However, in addition to the most popular method of earning the so-called HODL (hold), there are many other ways to increase one’s capital by cryptocurrencies. What are they? Let’s have a look:
Stacking is a way for getting passive income, in which users store coins on the Proof of Stake (PoS) algorithm and ensure the blockchain is operational. It gives them the right to make a profit. This option is only available to cryptocurrencies that run on PoS, such as EOS, Tezos, TRON and Cosmos. In the future Ethereum, the largest altcoin (in terms of capitalization plans) is planning to switch to the PoS algorithm. However, now you can stake the coins of the OKEX – CRO on their platform and receive passive earnings, or make a deposit on the ETH 2.0 contract and become a validator of the future ETH on the POS algorithm.
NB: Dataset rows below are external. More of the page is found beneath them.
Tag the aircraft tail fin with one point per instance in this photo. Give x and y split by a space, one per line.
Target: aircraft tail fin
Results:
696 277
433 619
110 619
To put it simply, the point of stacking is that you block a certain number of coins, but in return, you receive coins from the system with full liability for staking on the platform. The main disadvantage here is clear – you cannot get your coins before the agreed expiration date of the contract.
Unlike mining, which is not sustainable at all, staking is eco-friendly, if we can say so. In 2021, a lot of people criticised Bitcoin, exactly for its non-environmental orientation.
2) Invest in coins at early stages
When diversifying your crypto portfolio, a brilliant solution would be to invest a small part of it in speculative coins, before they appear on Binance. Most likely, everyone has heard that, after listing on Binance, some coins take off by thousands of percent in hours, and many of them do not reach Binance, and a lot generally turn out to be a hoax, but 1 successful project will pay off all your losses many times over.
But how to find such projects and buy their coins BEFORE they appear on Binance?
You can find some of them on CoinList, for instance. There’s information about the tokenomics, the company and the team behind these projects as well, so you can decide which ones you are willing to invest in.
Also, many teams have Twitter, where they post regular updates, share plans for the future and current news. You can even send them a personal message but keep risks in mind.
3) Invest cryptocurrency in various projects
Many different companies and startups attract investments, and some of them are in the sphere of cryptocurrency. Thanks to the widespread use of cryptocurrencies, any company in the world can attract investments in cryptocurrency and sell a share without unnecessary bureaucratic procedures, which usually take a lot of time. However, thanks to block-chain technology and the fact that anyone can see a transaction and verify it – anything is possible. Basically, this way investments are attracted by technology startups and projects directly related to cryptocurrencies.
However, there is a variety of projects and companies that, for different reasons, cannot go to the IPO and publicly place their shares, so they resort to cryptocurrencies. For example, Flirt Invest is a project attracting funds to the largest network of webcam studios in Europe. Obviously, they cannot go to an IPO and place their shares, since webcams is an activity, which is not legalised everywhere.
Flirt Invest raises funds in the form of cryptocurrencies with daily dividend payments to investors with a profit of 15% monthly! For traditional markets, this is a fair amount of money. It allows the company to attract investments from anyone, while the webcam sites themselves, pay money to the models in cryptocurrency as well, so the company directly pays part of the earnings to investors and avoids huge bank fees and difficulties in international transactions.
We are sure that cryptocurrencies have a bright future, and now there are many ways to earn money thanks to them. There will be even more crypto-opportunities as years go by!
The last but not least piece of advice to keep in mind: don’t invest all your money in one project – diversify your portfolio!